Dan knows it's not his job, but who else will do it without him? Jennifer? Aziraphale, maybe? He returns, over and over, to that image of a young Price freezing in the streets, wondering why no one would take care of him, and Dan's heart is too tender not to respond to the way that memory lingers in his head.
no subject
He stays quiet over Price. "I know he does that, sinks to expectations, but I haven't seen him do much rising when given the opportunity." But maybe he's just salty because he can't figure out how to get Price to respond positively to anything he says and does, no matter how patient he tries to be. "He can't hurt the yetis, but I hope the elves are giving him a wide berth."
He cannot, will not, forget how Dan's fever raged after Price pushed him, already injured, into the river, and acted like he was the injured party committing self defense over it.
"I need to get this same set of updates from Stacia soon. I asked her to keep the werewolves in a pack. She doing all right?" he asks, because he'd always rather move on from Price as soon as Price is brought up.
no subject
Dan could see Miguel being the most competent one in the room or being the one who loses sight of the big picture just as easily. He would need to observe in action to come down to a firm conclusion, and he'd rather do that in a relatively easy situation than a truly dangerous one.
"Plus, he got a great ass. Almost as nice as yours." Dan grins and gives Bunny's haunch a pat. He gives a grunt to the comment about the elves. He's been doing his best to tell them to just not get too close to Price, but it's hard to do so without poisoning the well, and Dan figures that well is on the way to being toxic sludge at this rate.
"Stacia? She...yeah, she's alright. Told me some alarming shit about her world and her past and..." And they can't change what's already happened to these kids they've come to care for.
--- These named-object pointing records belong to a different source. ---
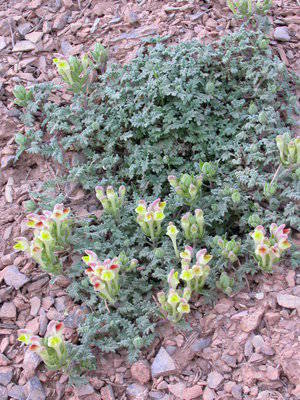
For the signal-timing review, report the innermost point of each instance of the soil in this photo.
(247, 346)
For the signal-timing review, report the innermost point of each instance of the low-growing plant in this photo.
(111, 201)
(150, 217)
(193, 226)
(225, 283)
(51, 234)
(22, 96)
(175, 304)
(52, 348)
(268, 250)
(188, 187)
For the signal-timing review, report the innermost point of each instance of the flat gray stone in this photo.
(288, 300)
(23, 45)
(13, 277)
(281, 33)
(163, 364)
(6, 374)
(135, 391)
They can't go back and untraumatize Stacia.
no subject
He smiles about Dan's ass comment, but hardly wants to be making commentary on some other mortal he hasn't met, even though he is fully ready to assume his anything is better than most people's.
"Is her past weighing her down?" he asks, of Stacia, because he's aware Dan knows that he knows Stacia's world is a fustercluck of trauma that they can't undo for her. Maybe they'll get lucky and be able to attend to it sooner than later, but right now, the problem in front of them is managing this crisis in this world with these overworked kids. "How's she handling command?"
no subject
He draws in the sand with his fingers. "She's fine. I'm fine, which is what I could tell both of us were worried about when she told me what she'd done been through. Reckon she thought I'd cut and run again like I almost did last time."
Stacia's forgiven Dan for that; Dan will too, in time, but it may take him a little longer.
"I told her that if she wants to avoid going back to her world, you and me would might find a way to make that happen, but more than anything, it sounds like the idea of never growing up scares her. Which makes sense. She don't want to be trapped as seventeen years old forever like she'd have to resign herself to here."